General Secretary of the Preparatory Committee of the National Dialogue Conference
- In office 2011 – June 2013
- Preceded by: Position established
- Succeeded by: Ahmad Awad bin Mubarak (as General Secretary of the NDC)

Member of the House of Representatives
- Incumbent
- Assumed office 1993

Personal details
- Born: 27 December 1967 (age 58) Sana'a, North Yemen
- Party: Al-Islah
- Relations: Abdullah ibn Husayn al-Ahmar (father) Sadeq Al-Ahmar (brother)
- Education: Sanaa University

= Hamid al-Ahmar =

Yemeni politician (born 1967)

Hamid bin Abdullah bin Hussein al-Ahmar (الشيخ حميد بن عبد الله بن حسين الأحمر; born 1967) is a Yemeni politician currently living in exile alongside the rest of the politicians that fled Yemen during the Houthi takeover of Sana'a September 2014. He is the former general secretary of the Preparatory Committee of the National Dialogue for the JMP and a member of opposition party Yemeni Congregation for Reform, commonly known as Islah.

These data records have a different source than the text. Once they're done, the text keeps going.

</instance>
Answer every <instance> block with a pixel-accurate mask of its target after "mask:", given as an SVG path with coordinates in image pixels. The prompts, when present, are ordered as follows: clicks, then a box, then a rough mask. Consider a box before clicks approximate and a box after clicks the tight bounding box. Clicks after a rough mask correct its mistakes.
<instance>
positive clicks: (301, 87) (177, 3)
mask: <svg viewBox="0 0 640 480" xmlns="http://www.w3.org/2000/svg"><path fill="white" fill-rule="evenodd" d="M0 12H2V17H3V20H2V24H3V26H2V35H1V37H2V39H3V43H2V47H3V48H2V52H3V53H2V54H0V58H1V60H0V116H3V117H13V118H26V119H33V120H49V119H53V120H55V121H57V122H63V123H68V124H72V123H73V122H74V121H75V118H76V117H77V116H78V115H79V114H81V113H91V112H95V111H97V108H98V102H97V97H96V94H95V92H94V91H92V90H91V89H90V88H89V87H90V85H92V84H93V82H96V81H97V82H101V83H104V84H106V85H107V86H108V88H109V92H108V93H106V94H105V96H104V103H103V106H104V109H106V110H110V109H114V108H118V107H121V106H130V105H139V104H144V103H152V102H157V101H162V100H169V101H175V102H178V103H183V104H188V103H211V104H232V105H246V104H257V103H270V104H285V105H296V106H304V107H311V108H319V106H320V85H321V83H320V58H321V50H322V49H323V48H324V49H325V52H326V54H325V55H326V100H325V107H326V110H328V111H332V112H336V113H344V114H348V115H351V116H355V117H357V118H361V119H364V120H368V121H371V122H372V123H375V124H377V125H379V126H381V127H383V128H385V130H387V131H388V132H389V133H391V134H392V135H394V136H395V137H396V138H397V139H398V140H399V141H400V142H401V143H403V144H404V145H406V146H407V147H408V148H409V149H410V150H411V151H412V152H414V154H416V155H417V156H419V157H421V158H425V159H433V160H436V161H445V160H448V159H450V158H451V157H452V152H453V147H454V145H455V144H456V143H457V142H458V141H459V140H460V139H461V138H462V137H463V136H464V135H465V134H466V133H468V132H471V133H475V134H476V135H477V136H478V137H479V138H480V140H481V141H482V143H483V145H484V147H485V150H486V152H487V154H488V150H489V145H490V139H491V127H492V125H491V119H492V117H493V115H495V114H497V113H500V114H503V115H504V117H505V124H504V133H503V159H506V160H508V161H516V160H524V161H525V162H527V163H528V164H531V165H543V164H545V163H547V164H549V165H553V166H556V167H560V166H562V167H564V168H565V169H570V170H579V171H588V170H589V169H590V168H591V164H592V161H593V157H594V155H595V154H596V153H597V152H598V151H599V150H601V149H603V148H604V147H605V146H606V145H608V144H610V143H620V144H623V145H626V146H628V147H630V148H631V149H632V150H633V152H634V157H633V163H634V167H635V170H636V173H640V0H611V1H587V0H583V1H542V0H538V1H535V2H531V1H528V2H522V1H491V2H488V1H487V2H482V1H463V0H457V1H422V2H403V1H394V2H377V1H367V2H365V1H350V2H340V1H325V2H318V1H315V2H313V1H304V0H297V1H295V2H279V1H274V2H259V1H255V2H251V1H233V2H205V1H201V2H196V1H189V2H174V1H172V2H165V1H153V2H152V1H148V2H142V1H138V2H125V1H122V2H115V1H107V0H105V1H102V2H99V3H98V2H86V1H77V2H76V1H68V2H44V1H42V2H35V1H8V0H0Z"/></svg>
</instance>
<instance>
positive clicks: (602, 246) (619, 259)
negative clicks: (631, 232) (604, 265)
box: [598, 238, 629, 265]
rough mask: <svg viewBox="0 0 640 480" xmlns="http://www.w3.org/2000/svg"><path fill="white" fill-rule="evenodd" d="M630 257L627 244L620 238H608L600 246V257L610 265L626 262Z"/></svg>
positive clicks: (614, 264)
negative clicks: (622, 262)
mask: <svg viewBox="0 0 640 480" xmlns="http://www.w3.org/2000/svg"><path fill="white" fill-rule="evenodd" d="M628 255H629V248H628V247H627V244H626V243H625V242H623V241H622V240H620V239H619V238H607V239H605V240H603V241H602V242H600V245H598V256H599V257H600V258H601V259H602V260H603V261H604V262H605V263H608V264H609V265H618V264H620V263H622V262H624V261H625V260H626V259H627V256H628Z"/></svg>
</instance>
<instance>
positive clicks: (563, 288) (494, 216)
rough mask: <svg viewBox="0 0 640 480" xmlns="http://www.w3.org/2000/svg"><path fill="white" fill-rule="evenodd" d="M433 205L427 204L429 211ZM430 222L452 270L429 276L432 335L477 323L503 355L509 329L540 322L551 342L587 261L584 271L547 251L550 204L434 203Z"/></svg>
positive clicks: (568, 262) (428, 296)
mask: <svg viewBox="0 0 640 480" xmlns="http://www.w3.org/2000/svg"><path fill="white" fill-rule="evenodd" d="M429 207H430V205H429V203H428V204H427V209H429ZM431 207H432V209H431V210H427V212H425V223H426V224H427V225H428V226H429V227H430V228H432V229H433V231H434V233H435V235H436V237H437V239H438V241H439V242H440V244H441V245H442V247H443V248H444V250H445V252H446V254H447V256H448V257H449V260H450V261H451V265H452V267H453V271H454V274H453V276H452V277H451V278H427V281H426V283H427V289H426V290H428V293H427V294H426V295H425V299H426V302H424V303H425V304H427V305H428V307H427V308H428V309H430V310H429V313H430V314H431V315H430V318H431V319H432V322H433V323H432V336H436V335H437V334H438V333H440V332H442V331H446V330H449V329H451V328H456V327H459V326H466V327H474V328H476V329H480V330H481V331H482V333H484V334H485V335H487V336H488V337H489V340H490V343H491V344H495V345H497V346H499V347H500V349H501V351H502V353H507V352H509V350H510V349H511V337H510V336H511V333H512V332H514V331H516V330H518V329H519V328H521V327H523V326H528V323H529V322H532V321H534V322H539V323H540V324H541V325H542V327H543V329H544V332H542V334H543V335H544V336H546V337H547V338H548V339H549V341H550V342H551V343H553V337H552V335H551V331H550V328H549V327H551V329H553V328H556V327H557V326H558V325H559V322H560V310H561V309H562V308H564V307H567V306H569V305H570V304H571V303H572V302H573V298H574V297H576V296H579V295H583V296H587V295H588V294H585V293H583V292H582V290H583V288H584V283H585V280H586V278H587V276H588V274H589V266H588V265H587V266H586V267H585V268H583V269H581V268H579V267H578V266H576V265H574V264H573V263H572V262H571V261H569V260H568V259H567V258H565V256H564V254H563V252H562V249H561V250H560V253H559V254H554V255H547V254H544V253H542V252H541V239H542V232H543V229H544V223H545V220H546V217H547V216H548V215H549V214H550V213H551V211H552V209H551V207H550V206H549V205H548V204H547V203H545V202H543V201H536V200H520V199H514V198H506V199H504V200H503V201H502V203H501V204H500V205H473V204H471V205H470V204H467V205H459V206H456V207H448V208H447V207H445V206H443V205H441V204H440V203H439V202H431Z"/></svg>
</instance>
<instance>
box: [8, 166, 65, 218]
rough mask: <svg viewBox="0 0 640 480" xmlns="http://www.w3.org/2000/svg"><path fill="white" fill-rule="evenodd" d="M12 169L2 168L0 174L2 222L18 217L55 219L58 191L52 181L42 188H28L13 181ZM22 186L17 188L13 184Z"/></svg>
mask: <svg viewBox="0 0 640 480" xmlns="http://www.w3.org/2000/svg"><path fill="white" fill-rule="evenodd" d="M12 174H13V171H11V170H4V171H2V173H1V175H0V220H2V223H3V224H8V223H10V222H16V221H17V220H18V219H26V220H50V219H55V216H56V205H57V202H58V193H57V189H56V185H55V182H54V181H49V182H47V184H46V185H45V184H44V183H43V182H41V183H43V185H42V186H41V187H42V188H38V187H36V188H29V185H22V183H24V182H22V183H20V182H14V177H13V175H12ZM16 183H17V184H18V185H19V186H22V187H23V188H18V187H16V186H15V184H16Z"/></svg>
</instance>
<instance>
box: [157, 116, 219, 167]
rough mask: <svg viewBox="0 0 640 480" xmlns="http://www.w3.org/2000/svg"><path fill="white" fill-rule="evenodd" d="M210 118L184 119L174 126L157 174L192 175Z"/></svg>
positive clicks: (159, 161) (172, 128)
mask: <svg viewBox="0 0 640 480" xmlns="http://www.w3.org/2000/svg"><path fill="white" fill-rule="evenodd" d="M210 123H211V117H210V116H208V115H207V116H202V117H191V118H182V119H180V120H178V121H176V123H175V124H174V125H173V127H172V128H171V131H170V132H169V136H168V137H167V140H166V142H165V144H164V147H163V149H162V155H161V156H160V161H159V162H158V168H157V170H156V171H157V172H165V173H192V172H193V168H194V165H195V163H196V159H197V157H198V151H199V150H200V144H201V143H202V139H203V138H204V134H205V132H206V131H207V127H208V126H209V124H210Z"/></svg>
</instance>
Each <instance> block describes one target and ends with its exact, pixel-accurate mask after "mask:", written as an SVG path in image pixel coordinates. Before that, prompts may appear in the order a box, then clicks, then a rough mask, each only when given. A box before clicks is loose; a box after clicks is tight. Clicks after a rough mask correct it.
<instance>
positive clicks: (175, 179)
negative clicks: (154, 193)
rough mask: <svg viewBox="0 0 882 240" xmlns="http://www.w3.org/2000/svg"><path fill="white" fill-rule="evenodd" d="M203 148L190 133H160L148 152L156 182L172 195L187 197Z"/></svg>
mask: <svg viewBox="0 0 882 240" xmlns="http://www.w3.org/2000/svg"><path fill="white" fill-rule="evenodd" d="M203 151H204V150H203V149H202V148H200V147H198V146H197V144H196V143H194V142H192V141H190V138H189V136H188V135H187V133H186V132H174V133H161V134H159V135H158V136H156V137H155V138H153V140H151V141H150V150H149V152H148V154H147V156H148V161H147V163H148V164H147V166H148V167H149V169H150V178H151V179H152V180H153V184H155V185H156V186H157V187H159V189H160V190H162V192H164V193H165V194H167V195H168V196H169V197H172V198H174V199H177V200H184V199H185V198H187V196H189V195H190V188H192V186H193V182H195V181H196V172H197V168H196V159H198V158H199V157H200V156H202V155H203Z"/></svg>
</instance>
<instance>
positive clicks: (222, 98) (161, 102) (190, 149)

He is a son of Abdullah ibn Husayn al-Ahmar, the former head of the Hashid tribal confederacy of Islah which is now headed by Hamid's older brother Sadeq who's living in the capital Sanaa, and the former Speaker of the Yemeni HR since 1993. Senior Al-ahmer has been known in Yemen as the presidents' maker and breaker. His uncle, after whom he is named, was executed by the Yemeni Imam Ahmed Hameed Al-deen (1948–1962) during the Yemeni civil war of 1962–1968. "After all, the heinous murder of his ambitious uncle and grandfather led his father to mobilize the Hashid tribes, normally supporters of the Imam, to the side of the revolution when it broke out in north Yemen in 1962. The efforts of his father, family, and tribesmen eventually led to the permanent demise of the Imamate’s 11 centuries' rule."

As a youth, he spent summers in either the United States or the United Kingdom, staying with a family to learn English. He earned a bachelor's degree in economics with honors at Sana'a University. He went into buying, eventually owning cellular telecom Sabafon, the Islamic Bank of Saba, and at least a dozen other businesses which most of them have now been seized by the Houthi militia.

He has been a member of the Yemeni House of Representatives (HR) since the 1993 parliamentary elections. He has been a member of the Shoura Council of the Yemeni Congregation for Reform party which is known by its short Arabic name Islah, meaning "reform." At the beginning of 2007, he was elevated to the Higher Commission of the party, which is equivalent to a political bureau.

While not occupying any formal position within the Yemeni opposition parties coalition which is known as the Joint Meeting Parties—JMP. He is credited for leading the Yemeni opposition in a presidential elections battle against Saleh in September 2006. Hameed's success in the past is attributed to his very influential political family (Al-ahmer) of the now fragmented and weakened Hashid tribal coalition which once dominated Yemen's politics until the Houthi takeover of Sana'a.

On 7 October 2024, the United States Department of the Treasury placed sanctions on Hamid as a key member of Hamas’s investment portfolio.